Amazon is a model of efficiency. Its revenue will be well above $100 billion this year (a small amount of which will come from cloud operation Amazon Web services) with 230,000 workers. Macy’s has 150,000 before its layoffs. Macy’s will be lucky to have revenue of $25 billion in 2016. And it will be lucky to make more than a tiny amount of money.
Layoffs across the brick-and-mortar retail industry have begun but are not nearly over. E-commerce sites attached to each of these companies are modest in terms of revenue production and only a small fraction of total sales. In many cases, retailers do not even break out e-commerce sales numbers. They are too pathetic and would alarm shareholders more than they have been alarmed by store revenue.
Even giant Wal-Mart Stores Inc. (NYSE: WMT), with its outsized store system, revenue and balance sheet, has had to resort to M&A to buttress e-commerce, as it bought Jet.com for $3.3 billion. Still an immature company, Jet.com is far from proving it can help Wal-Mart in any substantial way.

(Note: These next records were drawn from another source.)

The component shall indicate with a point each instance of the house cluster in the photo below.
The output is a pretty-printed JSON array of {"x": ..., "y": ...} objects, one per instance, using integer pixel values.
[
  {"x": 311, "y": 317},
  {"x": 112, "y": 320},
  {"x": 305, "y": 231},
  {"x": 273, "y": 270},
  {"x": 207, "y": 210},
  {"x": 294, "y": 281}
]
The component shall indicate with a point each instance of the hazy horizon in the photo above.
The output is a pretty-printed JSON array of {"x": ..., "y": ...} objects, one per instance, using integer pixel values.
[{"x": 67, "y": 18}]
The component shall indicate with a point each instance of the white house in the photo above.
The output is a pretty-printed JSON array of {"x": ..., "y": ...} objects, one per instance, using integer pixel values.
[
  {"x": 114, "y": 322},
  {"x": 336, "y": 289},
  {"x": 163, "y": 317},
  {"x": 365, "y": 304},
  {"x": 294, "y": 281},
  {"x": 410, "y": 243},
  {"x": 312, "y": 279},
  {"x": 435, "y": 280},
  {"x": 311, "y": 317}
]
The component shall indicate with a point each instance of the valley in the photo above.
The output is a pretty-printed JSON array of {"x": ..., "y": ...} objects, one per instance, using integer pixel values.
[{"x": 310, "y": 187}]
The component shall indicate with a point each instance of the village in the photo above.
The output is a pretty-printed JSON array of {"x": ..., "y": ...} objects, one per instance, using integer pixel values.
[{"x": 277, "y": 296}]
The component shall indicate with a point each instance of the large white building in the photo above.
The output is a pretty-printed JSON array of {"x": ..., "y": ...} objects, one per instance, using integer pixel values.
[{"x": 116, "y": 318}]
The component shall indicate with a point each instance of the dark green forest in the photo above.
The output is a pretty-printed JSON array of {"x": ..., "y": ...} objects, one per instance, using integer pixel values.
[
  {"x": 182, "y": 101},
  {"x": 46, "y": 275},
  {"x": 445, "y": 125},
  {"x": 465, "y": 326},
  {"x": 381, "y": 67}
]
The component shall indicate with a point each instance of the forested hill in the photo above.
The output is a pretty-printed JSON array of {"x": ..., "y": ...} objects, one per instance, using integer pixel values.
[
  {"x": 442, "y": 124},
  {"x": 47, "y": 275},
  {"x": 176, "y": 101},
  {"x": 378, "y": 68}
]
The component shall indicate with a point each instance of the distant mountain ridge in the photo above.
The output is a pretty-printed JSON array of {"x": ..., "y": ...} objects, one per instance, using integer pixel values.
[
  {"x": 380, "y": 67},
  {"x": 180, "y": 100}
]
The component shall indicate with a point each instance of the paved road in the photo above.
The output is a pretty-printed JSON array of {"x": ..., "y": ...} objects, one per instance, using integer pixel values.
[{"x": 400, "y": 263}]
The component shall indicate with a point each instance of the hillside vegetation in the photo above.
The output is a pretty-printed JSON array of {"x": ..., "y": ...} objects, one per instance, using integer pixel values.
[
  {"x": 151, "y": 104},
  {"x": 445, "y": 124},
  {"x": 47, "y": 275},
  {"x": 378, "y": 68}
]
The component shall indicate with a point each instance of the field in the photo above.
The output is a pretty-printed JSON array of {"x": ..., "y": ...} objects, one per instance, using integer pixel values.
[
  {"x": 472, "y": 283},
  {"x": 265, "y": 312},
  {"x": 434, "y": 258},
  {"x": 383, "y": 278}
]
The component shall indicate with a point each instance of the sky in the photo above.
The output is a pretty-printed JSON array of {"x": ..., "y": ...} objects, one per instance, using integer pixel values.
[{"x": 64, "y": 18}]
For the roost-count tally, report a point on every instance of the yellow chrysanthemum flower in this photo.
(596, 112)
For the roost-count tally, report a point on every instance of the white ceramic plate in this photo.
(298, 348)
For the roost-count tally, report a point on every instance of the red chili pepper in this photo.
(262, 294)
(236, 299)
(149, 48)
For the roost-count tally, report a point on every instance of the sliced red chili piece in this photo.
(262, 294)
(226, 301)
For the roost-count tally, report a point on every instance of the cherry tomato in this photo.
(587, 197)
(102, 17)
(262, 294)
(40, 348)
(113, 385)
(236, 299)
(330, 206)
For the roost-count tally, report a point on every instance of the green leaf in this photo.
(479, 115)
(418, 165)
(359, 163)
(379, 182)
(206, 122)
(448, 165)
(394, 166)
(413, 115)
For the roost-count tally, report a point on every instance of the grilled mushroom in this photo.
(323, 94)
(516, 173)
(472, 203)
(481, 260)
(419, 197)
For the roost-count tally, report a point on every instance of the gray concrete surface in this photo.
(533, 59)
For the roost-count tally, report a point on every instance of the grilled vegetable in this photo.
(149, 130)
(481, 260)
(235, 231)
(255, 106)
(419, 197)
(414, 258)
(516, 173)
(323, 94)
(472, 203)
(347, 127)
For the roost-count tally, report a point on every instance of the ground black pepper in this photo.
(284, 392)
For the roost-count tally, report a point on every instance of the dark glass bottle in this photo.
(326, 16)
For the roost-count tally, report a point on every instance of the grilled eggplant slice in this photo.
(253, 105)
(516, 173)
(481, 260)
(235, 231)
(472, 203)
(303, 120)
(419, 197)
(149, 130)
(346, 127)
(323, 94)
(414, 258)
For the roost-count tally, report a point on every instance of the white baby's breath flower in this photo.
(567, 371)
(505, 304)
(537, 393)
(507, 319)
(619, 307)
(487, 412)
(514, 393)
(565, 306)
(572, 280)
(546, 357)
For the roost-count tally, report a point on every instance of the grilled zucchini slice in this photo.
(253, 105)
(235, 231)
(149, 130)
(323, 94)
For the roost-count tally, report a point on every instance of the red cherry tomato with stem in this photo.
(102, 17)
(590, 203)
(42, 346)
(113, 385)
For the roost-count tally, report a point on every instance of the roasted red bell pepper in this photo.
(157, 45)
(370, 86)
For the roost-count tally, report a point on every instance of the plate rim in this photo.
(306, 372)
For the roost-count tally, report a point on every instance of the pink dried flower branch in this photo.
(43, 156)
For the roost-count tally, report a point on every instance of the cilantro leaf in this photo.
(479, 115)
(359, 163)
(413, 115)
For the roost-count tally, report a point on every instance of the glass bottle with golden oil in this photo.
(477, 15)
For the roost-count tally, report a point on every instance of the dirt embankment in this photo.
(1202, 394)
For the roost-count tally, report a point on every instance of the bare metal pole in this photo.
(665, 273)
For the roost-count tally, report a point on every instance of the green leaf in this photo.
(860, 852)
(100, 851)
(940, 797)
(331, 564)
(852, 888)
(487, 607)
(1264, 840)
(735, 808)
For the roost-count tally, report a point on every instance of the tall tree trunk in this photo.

Scattered across the industry, other giants are in deep trouble and will have to continue closing stores. First among these is Sears Holdings Corp. (NASDAQ: SHLD), which owns Sears and Kmart. It has closed stores already, but its revenue continues to contract. There is no chance it can continue to support its 178,000 workers. As it shutters stores, the layoffs almost certainly will be in the tens of thousands.
The critical holiday shopping season is a little more than 100 days away. In some cases the holiday season drives 100% of a retail company’s profits. Whatever happens to retailers this year, it could get worse after the first of next year.